Last updated: February 15, 2017

Beijing, China (BBN) - Scientists have uncovered the first evidence of live births in the group of animals that includes dinosaurs, crocodiles and birds.
All examples of this group, known as the Archosauromorpha, lay eggs, reports BBC.
This led some scientists to wonder whether there was something in their biology that prevented live births.
But examination of the fossil remains of a very long-necked, 245 million-year-old marine reptile from China revealed it was carrying an embryo.
Jun Liu, first author of the new study in Nature Communications, told BBC News that the animal would have measured between three and four metres long, with a neck that was about 1.7m long.
The embryo may have been around half a metre long and is positioned inside the rib cage of the adult Dinocephalosaurus fossil, which was discovered in 2008 in Luoping County, Yunnan Province in southern China.
Researchers had to consider whether the smaller animal might have been part of the adult's last meal.
But it's facing forward, whereas swallowed prey generally face backwards because predators consume the animal head first to help it go down the throat.
Another line of evidence in favour of the live birth idea is that the small reptile inside the mother is clearly an example of the same species.
Co-author Prof Mike Benton, from the University of Bristol, told BBC News that the fossil was important because the Archosauromorpha form one of three large groupings of land-based vertebrates (backboned animals), each including about 10,000 species.
Since we now know that no fundamental biological barrier to live births exists in this group, palaeontologists would be "looking very closely" at other fossils.
He suggested one target would be a group of aquatic crocodile relatives - whose mode of reproduction was not well known.
Prof Liu, from Hefei University of Technology in China, said the discovery pushes back evidence of reproductive biology in the archosauromorphs by 50 million years.
The mode of reproduction in Dinocephalosaurus also points to how the sex of its offspring was determined.

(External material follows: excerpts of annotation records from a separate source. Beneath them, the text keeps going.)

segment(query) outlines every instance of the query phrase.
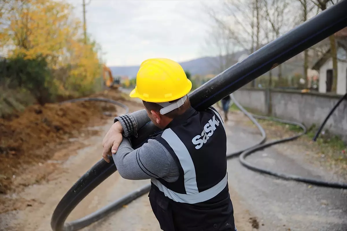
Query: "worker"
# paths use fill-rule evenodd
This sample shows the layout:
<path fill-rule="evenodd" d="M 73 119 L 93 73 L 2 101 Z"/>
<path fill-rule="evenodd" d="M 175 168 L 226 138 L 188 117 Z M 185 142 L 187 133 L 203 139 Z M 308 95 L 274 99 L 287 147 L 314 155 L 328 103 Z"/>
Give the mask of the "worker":
<path fill-rule="evenodd" d="M 227 137 L 213 107 L 198 112 L 192 83 L 177 63 L 151 59 L 140 66 L 132 97 L 145 109 L 116 117 L 103 141 L 120 176 L 151 179 L 153 212 L 164 231 L 234 231 L 227 172 Z M 161 129 L 134 150 L 128 138 L 150 121 Z"/>
<path fill-rule="evenodd" d="M 228 113 L 229 111 L 229 107 L 230 106 L 231 100 L 231 98 L 229 95 L 228 95 L 223 98 L 221 100 L 222 106 L 223 108 L 223 111 L 224 112 L 224 120 L 226 121 L 228 121 Z"/>

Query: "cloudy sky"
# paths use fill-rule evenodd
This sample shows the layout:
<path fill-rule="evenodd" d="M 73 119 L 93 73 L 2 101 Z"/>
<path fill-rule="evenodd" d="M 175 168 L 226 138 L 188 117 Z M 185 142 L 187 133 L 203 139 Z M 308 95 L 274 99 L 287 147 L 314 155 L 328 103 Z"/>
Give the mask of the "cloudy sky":
<path fill-rule="evenodd" d="M 68 1 L 82 20 L 82 0 Z M 154 57 L 180 62 L 213 54 L 204 48 L 211 27 L 202 2 L 215 4 L 206 0 L 92 0 L 86 7 L 87 32 L 101 45 L 109 66 L 139 65 Z"/>

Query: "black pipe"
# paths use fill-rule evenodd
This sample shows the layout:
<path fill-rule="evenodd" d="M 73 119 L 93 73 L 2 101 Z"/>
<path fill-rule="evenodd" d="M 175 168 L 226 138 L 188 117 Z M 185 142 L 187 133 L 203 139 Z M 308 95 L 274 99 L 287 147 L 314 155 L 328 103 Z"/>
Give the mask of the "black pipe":
<path fill-rule="evenodd" d="M 208 108 L 276 65 L 346 27 L 346 9 L 347 0 L 342 0 L 227 69 L 189 94 L 192 106 L 198 110 Z M 146 124 L 138 131 L 137 137 L 131 137 L 133 147 L 141 146 L 158 130 L 151 122 Z M 66 193 L 52 215 L 53 230 L 62 230 L 67 216 L 78 203 L 117 170 L 110 159 L 110 163 L 99 160 Z"/>
<path fill-rule="evenodd" d="M 189 94 L 193 107 L 203 110 L 273 67 L 347 26 L 347 0 L 320 13 L 229 68 Z M 139 146 L 158 128 L 152 123 L 138 132 L 132 143 Z"/>
<path fill-rule="evenodd" d="M 317 131 L 317 132 L 316 133 L 316 134 L 314 135 L 314 137 L 313 139 L 314 141 L 315 141 L 317 140 L 317 138 L 318 137 L 318 136 L 319 136 L 319 134 L 320 134 L 321 132 L 322 131 L 322 130 L 323 129 L 323 127 L 324 127 L 324 125 L 325 125 L 325 123 L 327 123 L 327 121 L 329 119 L 329 118 L 330 118 L 330 116 L 331 116 L 334 112 L 335 111 L 335 109 L 337 108 L 337 107 L 339 106 L 340 104 L 341 103 L 341 102 L 342 102 L 342 100 L 343 100 L 344 99 L 347 99 L 347 93 L 345 94 L 344 96 L 340 98 L 339 101 L 338 101 L 337 103 L 336 103 L 336 104 L 335 105 L 335 106 L 334 106 L 334 107 L 332 108 L 332 109 L 330 110 L 329 113 L 328 114 L 328 115 L 327 115 L 327 117 L 325 117 L 325 118 L 324 119 L 324 121 L 323 121 L 323 122 L 321 124 L 321 126 L 319 127 L 319 128 L 318 129 L 318 131 Z"/>

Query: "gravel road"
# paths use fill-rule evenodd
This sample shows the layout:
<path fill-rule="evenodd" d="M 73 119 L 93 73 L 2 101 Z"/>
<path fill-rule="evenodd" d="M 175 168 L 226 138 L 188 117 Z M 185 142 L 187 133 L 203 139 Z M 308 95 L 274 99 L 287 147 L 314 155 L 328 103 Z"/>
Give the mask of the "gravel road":
<path fill-rule="evenodd" d="M 131 108 L 132 111 L 139 109 Z M 240 125 L 236 118 L 231 117 L 226 124 L 228 149 L 230 152 L 255 143 L 260 139 L 255 128 Z M 71 154 L 62 164 L 62 170 L 54 173 L 50 180 L 28 187 L 19 194 L 7 196 L 35 202 L 24 210 L 0 214 L 0 229 L 51 230 L 51 217 L 59 200 L 100 159 L 101 142 L 112 120 L 104 126 L 94 128 L 102 131 L 100 135 L 86 139 L 81 137 L 79 141 L 85 144 L 85 147 L 77 154 Z M 307 165 L 306 159 L 301 157 L 301 151 L 295 144 L 290 146 L 290 152 L 283 153 L 280 151 L 281 145 L 258 152 L 249 157 L 250 161 L 286 173 L 318 179 L 339 179 L 324 169 L 315 168 L 314 165 Z M 71 148 L 65 151 L 73 150 Z M 347 230 L 346 190 L 310 186 L 261 175 L 242 166 L 237 158 L 228 161 L 228 171 L 236 223 L 239 230 Z M 90 213 L 149 183 L 149 180 L 125 180 L 116 172 L 82 201 L 68 221 Z M 160 229 L 146 195 L 83 230 Z"/>

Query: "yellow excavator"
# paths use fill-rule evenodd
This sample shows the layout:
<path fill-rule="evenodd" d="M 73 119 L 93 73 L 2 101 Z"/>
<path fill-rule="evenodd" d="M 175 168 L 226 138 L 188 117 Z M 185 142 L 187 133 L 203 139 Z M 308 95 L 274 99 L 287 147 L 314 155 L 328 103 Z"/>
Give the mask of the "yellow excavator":
<path fill-rule="evenodd" d="M 114 78 L 109 68 L 104 65 L 103 76 L 105 85 L 107 87 L 117 89 L 120 86 L 120 77 Z"/>

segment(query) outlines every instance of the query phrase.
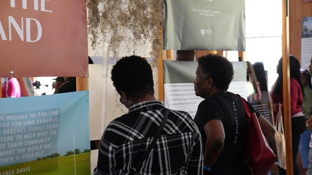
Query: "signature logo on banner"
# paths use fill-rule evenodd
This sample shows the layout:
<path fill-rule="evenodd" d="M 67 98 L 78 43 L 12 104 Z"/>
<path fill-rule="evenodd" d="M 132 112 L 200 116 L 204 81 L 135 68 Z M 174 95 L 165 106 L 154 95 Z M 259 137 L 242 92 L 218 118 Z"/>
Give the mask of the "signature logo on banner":
<path fill-rule="evenodd" d="M 213 33 L 212 30 L 201 29 L 200 29 L 200 34 L 202 36 L 204 36 L 205 34 L 210 35 Z"/>

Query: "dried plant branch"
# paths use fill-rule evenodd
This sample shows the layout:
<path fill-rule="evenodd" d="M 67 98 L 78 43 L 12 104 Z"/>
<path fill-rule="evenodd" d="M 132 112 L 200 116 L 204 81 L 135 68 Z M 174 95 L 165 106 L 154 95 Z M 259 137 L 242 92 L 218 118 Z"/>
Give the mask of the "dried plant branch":
<path fill-rule="evenodd" d="M 122 42 L 126 44 L 128 52 L 151 43 L 149 54 L 157 64 L 162 48 L 161 0 L 87 0 L 87 5 L 89 38 L 94 49 L 99 36 L 107 41 L 109 52 L 114 56 Z"/>

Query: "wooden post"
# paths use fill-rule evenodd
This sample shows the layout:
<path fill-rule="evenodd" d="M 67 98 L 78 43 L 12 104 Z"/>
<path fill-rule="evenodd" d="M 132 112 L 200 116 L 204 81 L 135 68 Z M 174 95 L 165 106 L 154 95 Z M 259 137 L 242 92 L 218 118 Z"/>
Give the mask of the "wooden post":
<path fill-rule="evenodd" d="M 241 61 L 246 61 L 245 51 L 238 51 L 238 57 L 241 58 Z"/>
<path fill-rule="evenodd" d="M 161 43 L 161 48 L 159 50 L 160 55 L 158 58 L 158 99 L 163 102 L 165 101 L 165 92 L 164 89 L 164 72 L 163 72 L 163 57 L 166 52 L 162 50 L 162 30 L 159 30 L 159 35 L 158 37 L 160 39 Z M 163 53 L 163 52 L 165 53 Z"/>
<path fill-rule="evenodd" d="M 88 77 L 76 77 L 76 91 L 89 90 L 89 78 Z"/>
<path fill-rule="evenodd" d="M 289 25 L 288 7 L 289 0 L 283 0 L 282 53 L 283 54 L 283 98 L 284 122 L 286 149 L 287 175 L 293 174 L 292 147 L 292 119 L 290 98 L 290 79 L 289 71 Z"/>

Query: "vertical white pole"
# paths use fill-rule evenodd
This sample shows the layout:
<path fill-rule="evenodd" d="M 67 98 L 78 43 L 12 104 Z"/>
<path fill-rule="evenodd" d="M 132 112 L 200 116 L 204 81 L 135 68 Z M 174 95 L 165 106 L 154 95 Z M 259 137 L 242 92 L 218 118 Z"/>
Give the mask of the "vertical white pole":
<path fill-rule="evenodd" d="M 76 174 L 76 154 L 75 151 L 75 130 L 73 129 L 73 138 L 74 139 L 74 163 L 75 164 L 75 175 Z"/>

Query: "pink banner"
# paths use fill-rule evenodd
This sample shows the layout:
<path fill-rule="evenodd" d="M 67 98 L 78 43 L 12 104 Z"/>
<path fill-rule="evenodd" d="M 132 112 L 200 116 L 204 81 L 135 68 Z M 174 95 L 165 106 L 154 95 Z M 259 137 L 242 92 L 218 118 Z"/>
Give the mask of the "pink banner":
<path fill-rule="evenodd" d="M 88 76 L 86 0 L 0 1 L 0 77 Z"/>

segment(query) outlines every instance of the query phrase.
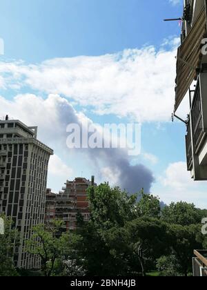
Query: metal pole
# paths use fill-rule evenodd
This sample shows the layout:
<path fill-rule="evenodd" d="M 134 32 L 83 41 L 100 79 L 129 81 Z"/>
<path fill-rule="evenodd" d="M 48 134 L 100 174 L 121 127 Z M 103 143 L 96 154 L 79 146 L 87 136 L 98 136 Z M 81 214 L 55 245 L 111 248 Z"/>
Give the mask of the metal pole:
<path fill-rule="evenodd" d="M 204 0 L 205 3 L 205 10 L 206 10 L 206 31 L 207 31 L 207 0 Z"/>

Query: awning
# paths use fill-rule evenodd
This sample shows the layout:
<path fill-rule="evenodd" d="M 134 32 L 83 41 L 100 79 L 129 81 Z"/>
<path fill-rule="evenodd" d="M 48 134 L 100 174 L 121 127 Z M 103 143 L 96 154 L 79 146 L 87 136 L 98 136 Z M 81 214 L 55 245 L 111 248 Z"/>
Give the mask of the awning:
<path fill-rule="evenodd" d="M 177 50 L 175 112 L 185 97 L 201 60 L 201 40 L 206 35 L 205 7 Z"/>

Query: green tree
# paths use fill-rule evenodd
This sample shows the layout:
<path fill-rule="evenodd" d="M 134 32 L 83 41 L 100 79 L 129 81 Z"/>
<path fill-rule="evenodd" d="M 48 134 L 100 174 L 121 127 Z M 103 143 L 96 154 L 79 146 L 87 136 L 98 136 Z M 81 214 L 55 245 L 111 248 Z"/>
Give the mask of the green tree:
<path fill-rule="evenodd" d="M 180 273 L 185 276 L 192 273 L 193 251 L 202 246 L 197 238 L 199 231 L 200 226 L 197 225 L 183 226 L 173 224 L 169 226 L 172 253 L 178 261 Z"/>
<path fill-rule="evenodd" d="M 60 220 L 54 220 L 50 225 L 39 224 L 34 227 L 33 235 L 28 241 L 28 251 L 40 257 L 41 271 L 45 276 L 58 272 L 77 242 L 76 235 L 63 233 L 63 222 Z"/>
<path fill-rule="evenodd" d="M 164 277 L 180 276 L 181 269 L 175 255 L 163 255 L 157 260 L 157 269 Z"/>
<path fill-rule="evenodd" d="M 201 215 L 193 204 L 172 202 L 162 211 L 162 220 L 168 224 L 189 226 L 201 223 Z"/>
<path fill-rule="evenodd" d="M 159 218 L 161 207 L 158 197 L 141 192 L 141 199 L 137 204 L 137 215 L 150 218 Z"/>
<path fill-rule="evenodd" d="M 100 230 L 123 226 L 136 218 L 137 195 L 129 196 L 119 187 L 112 188 L 106 183 L 90 187 L 88 194 L 91 220 Z"/>
<path fill-rule="evenodd" d="M 128 222 L 126 227 L 130 232 L 129 242 L 145 276 L 147 264 L 150 261 L 155 264 L 156 259 L 169 251 L 167 225 L 159 219 L 143 218 Z"/>
<path fill-rule="evenodd" d="M 12 260 L 14 241 L 18 240 L 18 233 L 12 229 L 12 220 L 3 215 L 0 218 L 4 222 L 4 234 L 0 234 L 0 276 L 17 276 Z"/>

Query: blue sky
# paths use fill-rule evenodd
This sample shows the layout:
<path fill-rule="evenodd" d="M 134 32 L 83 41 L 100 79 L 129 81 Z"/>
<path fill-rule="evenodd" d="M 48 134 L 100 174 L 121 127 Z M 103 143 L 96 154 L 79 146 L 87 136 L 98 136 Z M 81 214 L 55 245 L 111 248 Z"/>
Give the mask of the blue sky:
<path fill-rule="evenodd" d="M 54 191 L 67 178 L 95 175 L 128 190 L 145 186 L 166 203 L 207 207 L 206 183 L 186 170 L 185 127 L 170 122 L 180 28 L 163 19 L 181 16 L 181 2 L 2 1 L 0 115 L 39 126 L 39 138 L 55 153 Z M 102 126 L 141 120 L 141 154 L 69 151 L 66 125 L 86 117 Z"/>

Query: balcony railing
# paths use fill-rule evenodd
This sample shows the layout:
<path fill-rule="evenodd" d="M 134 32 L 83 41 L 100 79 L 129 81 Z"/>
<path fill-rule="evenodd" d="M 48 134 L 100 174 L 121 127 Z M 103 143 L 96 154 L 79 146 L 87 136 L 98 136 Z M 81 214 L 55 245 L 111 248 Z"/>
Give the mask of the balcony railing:
<path fill-rule="evenodd" d="M 198 149 L 203 134 L 204 133 L 203 127 L 203 115 L 201 110 L 201 100 L 199 89 L 199 82 L 197 86 L 194 100 L 192 106 L 192 126 L 193 141 L 195 150 Z"/>
<path fill-rule="evenodd" d="M 193 259 L 193 276 L 207 277 L 207 251 L 194 251 Z"/>
<path fill-rule="evenodd" d="M 188 171 L 190 171 L 193 168 L 193 147 L 190 123 L 188 124 L 187 128 L 187 135 L 186 136 L 186 145 Z"/>

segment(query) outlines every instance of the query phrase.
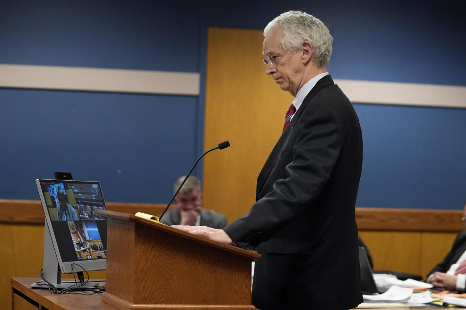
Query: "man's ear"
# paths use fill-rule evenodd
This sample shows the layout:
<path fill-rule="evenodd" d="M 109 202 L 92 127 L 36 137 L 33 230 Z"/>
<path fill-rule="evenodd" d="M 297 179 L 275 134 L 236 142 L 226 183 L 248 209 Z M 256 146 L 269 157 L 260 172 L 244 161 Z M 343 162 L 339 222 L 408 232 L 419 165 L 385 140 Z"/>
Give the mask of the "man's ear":
<path fill-rule="evenodd" d="M 302 48 L 301 51 L 301 60 L 303 63 L 307 63 L 312 59 L 312 56 L 314 53 L 314 47 L 307 41 L 302 43 L 301 47 Z"/>

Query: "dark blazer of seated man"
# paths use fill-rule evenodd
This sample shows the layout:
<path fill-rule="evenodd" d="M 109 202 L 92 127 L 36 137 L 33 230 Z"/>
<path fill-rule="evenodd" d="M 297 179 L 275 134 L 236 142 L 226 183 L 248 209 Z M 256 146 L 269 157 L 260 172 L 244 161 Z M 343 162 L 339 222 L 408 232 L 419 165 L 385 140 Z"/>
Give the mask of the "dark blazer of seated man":
<path fill-rule="evenodd" d="M 176 192 L 185 176 L 179 178 L 173 185 Z M 160 222 L 168 226 L 187 225 L 203 226 L 221 229 L 227 226 L 226 217 L 212 210 L 202 207 L 202 192 L 200 181 L 190 176 L 173 201 L 176 209 L 170 209 L 164 215 Z"/>
<path fill-rule="evenodd" d="M 466 225 L 466 202 L 461 220 Z M 462 263 L 465 262 L 462 265 Z M 451 249 L 429 274 L 427 282 L 440 290 L 464 292 L 466 287 L 466 231 L 460 232 Z"/>

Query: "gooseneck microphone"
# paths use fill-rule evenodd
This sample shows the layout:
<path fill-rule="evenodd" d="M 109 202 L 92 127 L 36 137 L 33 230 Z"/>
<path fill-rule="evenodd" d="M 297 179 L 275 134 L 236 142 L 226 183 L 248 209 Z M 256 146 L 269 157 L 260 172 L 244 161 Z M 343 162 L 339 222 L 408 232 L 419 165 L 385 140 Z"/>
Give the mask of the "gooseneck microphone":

Co-author Prof Chris Organ, from Montana State University, added: "Some reptiles today, such as crocodiles, determine the sex of their offspring by the temperature inside the nest.
"We identified that Dinocephalosaurus, a distant ancestor of crocodiles, determined the sex of its babies genetically, like mammals and birds."
Prof Benton explained: "This combination of live birth and genotypic sex determination seems to have been necessary for animals such as Dinocephalosaurus to become aquatic.
"It's great to see such an important step forward in our understanding of the evolution of a major group coming from a chance fossil find in a Chinese field."
The possibility that an eggshell once surrounded the embryo but was not preserved in fossilisation could not be ruled out, said Prof Benton.
But living Archosauromorphs all lay eggs very early in embryonic development, whereas this embryo is very advanced, with well developed bones.
Furthermore, the team says Dinocephalosaurus's long neck and other features of its anatomy suggest it could not have manoeuvred easily out of the water, meaning a reproductive strategy like that of turtles - which lay eggs on land before returning to the water - was probably not an option.